The increase of WiBro subscribers implies almost pure and new market growth.” The WiMAX camp also vehemently argues that, because of a distributed IPR regime, it can get non-subsidised WiMAX data cards and dongles out into market at much cheaper retail prices than 3G, whose IPR arrangements are dominated by Qualcomm. UQ Communications, a 2.5GHz licence holder in Japan, is currently conducting WiMAX service trials for free, provided users stump up the cost of the dongle or data card, which retail for $130 and $140 respectively. UQ claims that the cost of a typical 3G data card, when customers don’t sign up to a long-term contract, is $350. The non-subsidised device business model is something WiMAX sees as a key advantage over 3G. Dan Warren, director of technology at the GSM Association, suggests that the greater scale of the 3G market allows it to absorb the device subsidies, which, in turn, attracts more subscribers. “It doesn’t matter how much [the factory cost] of WiMAX devices undercut 3G, the price paid by the consumer is the one that counts,” he says.
Warren also questions the value of what the 802.16e customer gets for his data card money, particularly as WiMAX network coverage is limited. “The WiMAX data card is a Noddy device,” he says. “It doesn’t do a great deal for you if there is no fallback in terms of coverage. There are well over 100 countries where HSPA networks are deployed, and even where there is no HSPA coverage there is backwards compatibility [using HSPA devices] to pre-existing networks [GSM and WCDMA] with a roaming infrastructure already in place.”
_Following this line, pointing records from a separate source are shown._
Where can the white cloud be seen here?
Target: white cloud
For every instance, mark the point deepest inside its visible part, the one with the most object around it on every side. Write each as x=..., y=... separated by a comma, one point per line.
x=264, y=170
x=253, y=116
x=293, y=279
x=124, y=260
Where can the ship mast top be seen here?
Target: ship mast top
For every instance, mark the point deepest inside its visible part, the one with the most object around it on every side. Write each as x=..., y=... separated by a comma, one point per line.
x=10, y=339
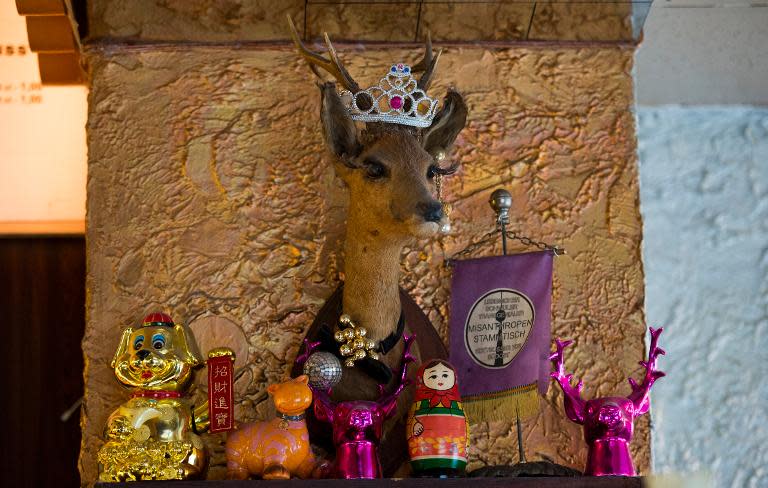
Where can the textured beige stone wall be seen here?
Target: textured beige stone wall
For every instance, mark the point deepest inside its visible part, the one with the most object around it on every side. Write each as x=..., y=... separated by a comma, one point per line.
x=210, y=196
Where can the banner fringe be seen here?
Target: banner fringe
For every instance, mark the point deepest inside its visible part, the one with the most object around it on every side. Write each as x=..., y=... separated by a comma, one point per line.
x=504, y=405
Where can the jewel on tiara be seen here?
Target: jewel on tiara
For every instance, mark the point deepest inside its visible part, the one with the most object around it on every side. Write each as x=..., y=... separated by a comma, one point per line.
x=397, y=99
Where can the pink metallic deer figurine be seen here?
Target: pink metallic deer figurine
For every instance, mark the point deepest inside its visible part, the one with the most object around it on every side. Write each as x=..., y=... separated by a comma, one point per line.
x=608, y=421
x=358, y=424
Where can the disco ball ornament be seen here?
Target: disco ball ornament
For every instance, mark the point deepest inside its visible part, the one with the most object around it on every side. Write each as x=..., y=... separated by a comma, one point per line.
x=323, y=369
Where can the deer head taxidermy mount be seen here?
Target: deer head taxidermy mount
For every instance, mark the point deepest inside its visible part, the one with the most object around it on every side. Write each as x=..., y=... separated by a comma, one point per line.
x=389, y=143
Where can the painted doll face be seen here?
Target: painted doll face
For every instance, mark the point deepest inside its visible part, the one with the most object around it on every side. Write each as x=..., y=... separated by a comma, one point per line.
x=439, y=377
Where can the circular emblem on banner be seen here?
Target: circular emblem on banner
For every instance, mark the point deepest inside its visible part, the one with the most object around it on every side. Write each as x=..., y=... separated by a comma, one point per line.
x=497, y=327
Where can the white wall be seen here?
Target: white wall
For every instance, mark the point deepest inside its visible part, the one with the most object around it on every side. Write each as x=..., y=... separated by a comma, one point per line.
x=42, y=136
x=704, y=52
x=704, y=198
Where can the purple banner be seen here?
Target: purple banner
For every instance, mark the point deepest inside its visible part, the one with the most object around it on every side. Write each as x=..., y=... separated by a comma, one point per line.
x=501, y=309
Another bone of contention between WIMAX and 3G is the backhaul. Dr Teddy Huang, president CEO of Vmax, a WiMAX licensee in northern Taiwan, believes the more attractive WIMAX backhaul economics-compared with 3G-will be a key factor in offering a better performing and more cost-efficient service than cellular competitors. “3G operators use expensive TDM approaches with E1 [2Mbps] lines costing around NT$7,000 ($210) to NT$8,000 ($240) per month,” he says. “With WiMAX, we can use metro ethernet solutions that cost just a little more than NT$10,000 ($300) per month for 10Mbps capacity.”
This argument is given short shrift by Ericsson. “Even though most 2G and 3G networks today use TDM-based backhaul solutions, more and more operators are upgrading backhaul to IP-based fibre or microwave transmission,” says Beijner. “It is not correct to say that 3G is inherently ‘TDM-based’ as the change to IP transmission involves in most cases only a change of a transmission card in the base station.”
While the technical and business case arguments between HSPA and WiMAX are ongoing behind the scenes, the majority of mobile operators appear to have already made up their mind.
Only a major mobile WiMAX success story, in the shape of a Clearwire or a UQ, would force a radical reassessment of 802.16e’s role in the mobile broadband space. In the meantime, the HSPA juggernaut looks unstoppable.